PROLOG – TRADITORE [14:00]
(Translater : DarksLight21; Editor : Hamdi)

Pada awalnya, alam semesta tidak memiliki apa-apa, lalu, dunia tiba-tiba saja terlahir.
Sampai saat ini, ada berbagai macam dongeng yang menggambarkan penciptaan planet Bumi.
Tuhan menciptakan Bumi dalam 7 hari. Atau Dewa Ibu bercinta dengan Dewa Bapak. Atau seorang raksasa atau seekor naga terbunuh, lalu isi bangkainya tumpah, menciptakan segala hal.
Tetapi meskipun dongeng menggambarkan bagaimana Bumi terbentuk, dongeng-dongeng tersebut tidak pernah menggambarkan alasan kenapa dunia itu terlahir.
Keabadian, Ketidakterbatasan, kekacauan—konon katanya dunia muncul tanpa alasan apapun, di tengah-tengah konsep raksasa yang membingungkan pikiran tersebut.
Bahkan dongeng yang disebut sains sekalipun hanya mendefinisikannya sebagai penciptaan langit dan bumi, apa yang disebut Big Bang.
Itu adalah sebuah perluasan raksasa, yang tiba-tiba terlahir dari ‘ketiadaan’ yang bertentangan dari waktu dan ruang.
Kemudian, hal-hal semacam Dewa, cinta, monster, keganjilan serta energi raksasa muncul dari ‘ketiadaan’ ini.
Pada akhirnya—apakah ada alasan khusus tentang penciptaan ini?
Tidak ada.
…Bukan, barangkali memang ada alasannya, tapi paling tidak, sementara orang-orang mempertanyakan alasannya, mereka tidak bisa menemukan sesuatu yang bisa dikatakan sebagai jawabannya.
Hal yang paling pentingnya adalah, apakah pertanyaan ini memang ada tujuannya?
Sebagai contoh, pencipta ‘Clockwork Planet’ ini.
Pencipta terbaru yang mereplikasi dunia ini menggunakan gir.
Dengan kata lain—teruntuk ‘Y’.

“Kenapa kau menciptakan dunia ini?”

Jika ‘Y’ diberi pertanyaan ini, bagaimana dia akan menjawab?
Untuk umat manusia?

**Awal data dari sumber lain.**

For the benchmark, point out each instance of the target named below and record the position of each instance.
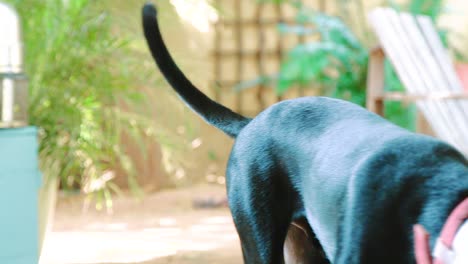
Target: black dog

Untuk menyelamatkan Bumi dari kehancuran?
Apakah sebuah makhluk hidup yang memberikan jawaban masuk akal seperti itu akan menciptakan sesuatu yang ada di luar akal sehat?
Kemungkinan besar dia akan memiringkan kepalanya dan bertanya-tanya,
—Tapi aku tidak pernah memikirkan hal itu.

Malahan, bukan hanya dewa saja yang bisa menciptakan sebuah dunia.
Tinggal menulis sajak, melukis lukisan, menceritakan cerita. Musik dan patung pun bukan masalah.
Kalau tidak mau, tidak perlu memaksakan diri untuk membuatnya; tinggal berkhayal bebas di pikiran masing-masing saja.
Dengan begitu, kita akan mampu menciptakan sebuah alam semesta yang dimiliki oleh kita sendiri.
Selain itu, baik tanpa alasan maupun dengan alasan, hal ini memang tidak memerlukannya.
Orang-orang yang bekerja sebagai novelis, penggambar komik, musisi, maupun pencipta lainnya mungkin menjawab: melakukan hal ini adalah perwujudan pikiran, untuk menghibur semua orang.
Tetapi, jawaban itu hanyalah kebohongan, hanya kepura-puraan.
“Aku membuatnya hanya karena aku ingin.”
—Alasan selain alasan diatas hanyalah alasan yang berlebihan.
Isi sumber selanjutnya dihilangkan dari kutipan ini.